Над всем полем, прежде столь весело-красивым, с его блестками штыков и дымами в утреннем солнце, стояла теперь мгла сырости и дыма и пахло странною кислотой селитры и крови. Собрались тучки, и стал накрапывать дождик на убитых, на раненых, на испуганных, и на изнуренных, и на сомневающихся людей. Как будто он говорил: "Довольно, довольно, люди. Перестаньте... Опомнитесь. Что вы делаете?" [19, т. 11, с. 260].
Это не просто описание Бородинской битвы. Это - непреходящий, "выламывающийся" из конкретно-исторических рамок символ творимого людьми зла.
В собственно художественном творчестве Толстого после "Войны и мира" военная тема теряет свое прежнее значение. Ведущее место она занимает, разве что, в повести "Хаджи-Мурат". И все же военная тема у писателя не исчезла. Она так или иначе присутствует в романах "Анна Каренина" и "Воскресение", в рассказах "После бала" и "За что?", в драме "И свет во тьме светит", в "народных рассказах" 80-х годов "Сказка об Иване-дураке и его двух братьях" и "Работник Емельян и пустой барабан". Как и прежде, военный материал в творчестве Толстого получает свое неизменное человеческое преломление.

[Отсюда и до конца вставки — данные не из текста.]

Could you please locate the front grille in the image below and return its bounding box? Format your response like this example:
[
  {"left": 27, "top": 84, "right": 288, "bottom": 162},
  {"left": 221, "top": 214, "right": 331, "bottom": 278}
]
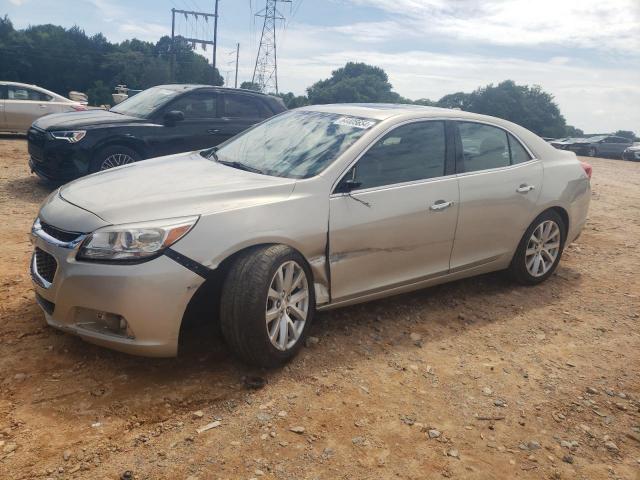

Тема "Человек и война" приобретает у Толстого "поздних" лет совершенно особый характер. Проблема военной героики волнует писателя уже гораздо меньше. Мало его интересует теперь и психология "военного поведения". Единственное, к чему по-прежнему приковано внимание Толстого-человековеда, - это человек из "военного сословия", того самого праздного, бездеятельного "военного сословия", в адрес которого были направлены гневные инвективы автора "Войны и мира".
В незаконченной статье, первоначально носившей название "Еще о войне" (1896), Толстой писал об окончательной деградации "военного сословия", совершающейся на глазах современника. Когда-то, в атмосфере общенародного патриотического подъема 1812 года, военная среда еще могла воспитывать в человеке высокие моральные качества, могла формировать его благородный нравственный облик. Именно из этой среды, как мы знаем, вышли герои 14 декабря 1825 года. В настоящее же время, говорит Толстой, "в обществе совершилось разделение: лучшие элементы выделились из военного сословия и избрали другие профессии; военное же сословие пополнялось все худшим и худшим в нравственном отношении элементом и дошло до того отсталого, грубого и отвратительного сословия, в котором оно находится теперь" [19, т. 39, с. 219].